Per ciò che riguarda i modi della socialità femminile restano valide le osservazioni già fatte per le donne della prima generazione: si può però ipotizzare che il pettegolezzo veda ridotto il suo potere a causa della crescita del borgo, della diversificazione delle sue componenti sociali, dei nuovi fattori che concorrono alla formazione della morale, e che si eserciti ora in ambiti più ristretti. Nel complesso, dalle nostre testimonianze possiamo dedurre che, se cambiamenti vi sono stati, sono stati maggiori per gli uomini che per le donne, perché non è stata sostanzialmente modificata la pratica sociale che attribuisce agli uomini la gestione dei ruoli pubblici e che relega le donne nella sfera domestico-privata.

***

Una singola ricostruzione microstorica ci avvicina alla comprensione di una totalità specifica di relazioni e dello svolgersi concreto di un processo di mutamento sociale: per capire però in che cosa si differenzia il caso studiato da altre situazioni e processi, e che cosa ha invece in comune, sarebbe evidentemente necessario inserirlo in una prospettiva comparativa e procedere a confronti che possano permettere generalizzazioni più ampie e significative. Sono pertanto da auspicare studi che si muovano in questa direzione e che rendano conto quindi delle diversità dei processi di mutamento.

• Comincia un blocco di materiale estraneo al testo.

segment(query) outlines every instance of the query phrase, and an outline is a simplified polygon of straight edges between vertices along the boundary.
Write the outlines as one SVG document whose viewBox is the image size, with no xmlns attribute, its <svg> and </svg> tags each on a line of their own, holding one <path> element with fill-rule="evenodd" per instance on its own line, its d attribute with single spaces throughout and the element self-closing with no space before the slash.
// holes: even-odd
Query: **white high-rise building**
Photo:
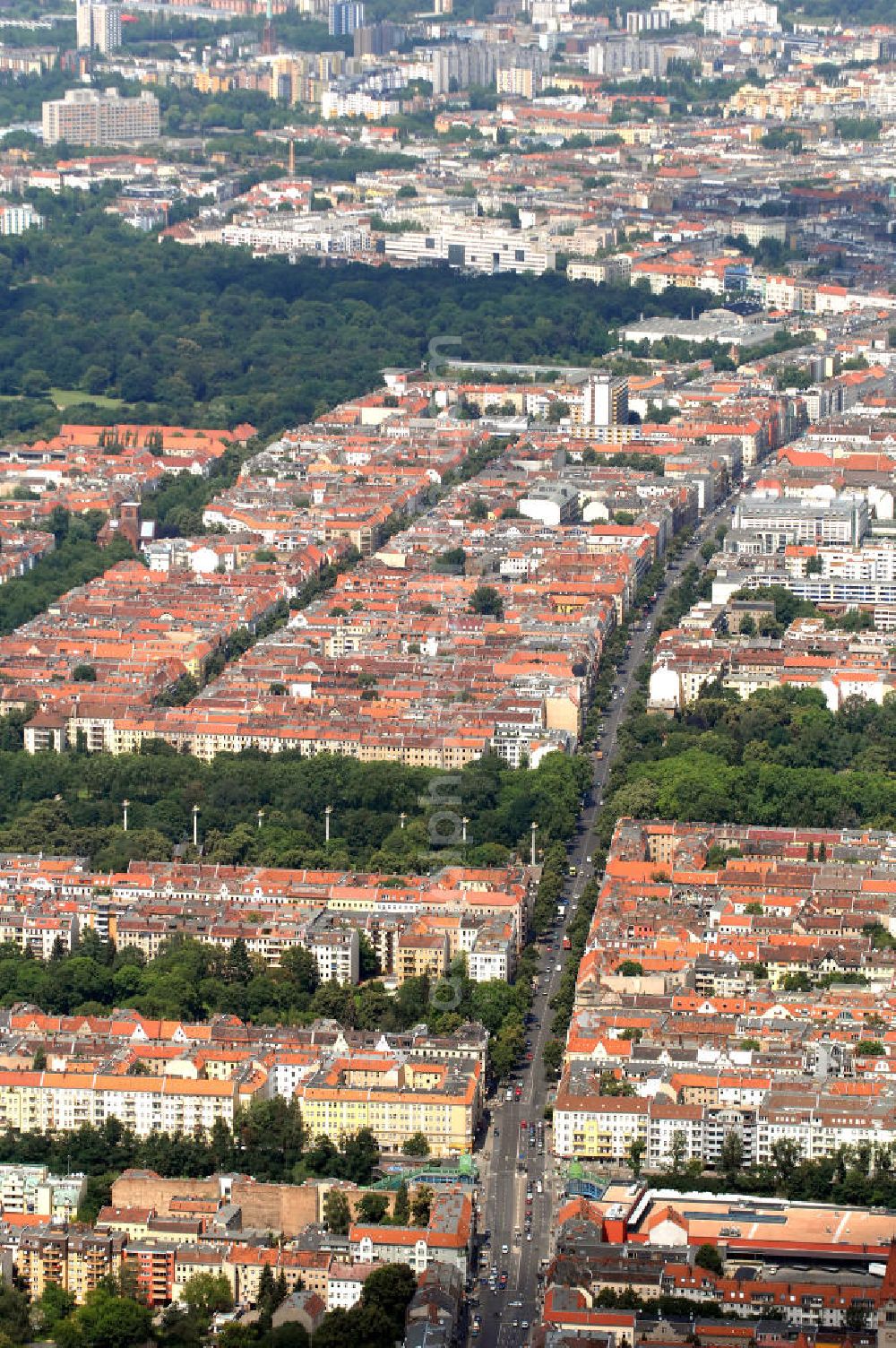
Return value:
<svg viewBox="0 0 896 1348">
<path fill-rule="evenodd" d="M 121 46 L 121 5 L 78 0 L 75 30 L 78 49 L 115 51 Z"/>
<path fill-rule="evenodd" d="M 591 375 L 583 388 L 582 421 L 586 426 L 624 426 L 628 422 L 628 379 Z"/>
<path fill-rule="evenodd" d="M 159 100 L 143 90 L 123 98 L 117 89 L 67 89 L 65 98 L 43 104 L 43 143 L 67 140 L 73 146 L 119 146 L 156 140 Z"/>
</svg>

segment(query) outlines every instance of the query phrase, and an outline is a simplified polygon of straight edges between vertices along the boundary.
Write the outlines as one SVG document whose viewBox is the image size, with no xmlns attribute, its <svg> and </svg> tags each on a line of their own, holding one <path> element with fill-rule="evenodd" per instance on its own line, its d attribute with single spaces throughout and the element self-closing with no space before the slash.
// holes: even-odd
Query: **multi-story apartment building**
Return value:
<svg viewBox="0 0 896 1348">
<path fill-rule="evenodd" d="M 121 46 L 121 5 L 78 0 L 75 7 L 78 47 L 85 51 L 116 51 Z"/>
<path fill-rule="evenodd" d="M 481 1091 L 476 1062 L 402 1061 L 380 1053 L 326 1062 L 296 1085 L 295 1099 L 314 1136 L 372 1128 L 383 1148 L 400 1151 L 423 1132 L 433 1155 L 447 1157 L 472 1150 Z"/>
<path fill-rule="evenodd" d="M 43 142 L 54 146 L 67 140 L 73 146 L 119 146 L 128 142 L 156 140 L 159 136 L 159 100 L 144 90 L 136 98 L 123 97 L 117 89 L 69 89 L 65 98 L 43 104 Z"/>
</svg>

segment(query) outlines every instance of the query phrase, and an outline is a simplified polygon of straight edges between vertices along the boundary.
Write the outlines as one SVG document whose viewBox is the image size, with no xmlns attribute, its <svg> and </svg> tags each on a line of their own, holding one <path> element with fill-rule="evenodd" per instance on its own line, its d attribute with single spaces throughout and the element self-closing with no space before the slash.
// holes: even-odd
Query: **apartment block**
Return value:
<svg viewBox="0 0 896 1348">
<path fill-rule="evenodd" d="M 98 5 L 92 9 L 115 7 Z M 69 89 L 65 98 L 43 104 L 43 143 L 67 140 L 73 146 L 119 146 L 158 140 L 159 100 L 154 93 L 123 97 L 117 89 Z"/>
</svg>

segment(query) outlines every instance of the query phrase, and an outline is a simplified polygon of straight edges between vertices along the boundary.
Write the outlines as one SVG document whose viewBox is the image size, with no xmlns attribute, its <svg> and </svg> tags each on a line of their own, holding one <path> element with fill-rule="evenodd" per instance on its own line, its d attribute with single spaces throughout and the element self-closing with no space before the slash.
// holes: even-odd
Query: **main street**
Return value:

Tuttavia anche l'analisi di un singolo caso, come quello di Gattinara nel Novecento, o meglio del suo segmento contadino, ci ha permesso di verificare come esistano notevoli diversità nel ritmo del mutamento, a seconda che si consideri la struttura economica, la stratificazione sociale, i rapporti interpersonali e così via, e ciò speriamo possa contribuire a rendere più critico il nostro approccio alle questioni del mutamento sociale.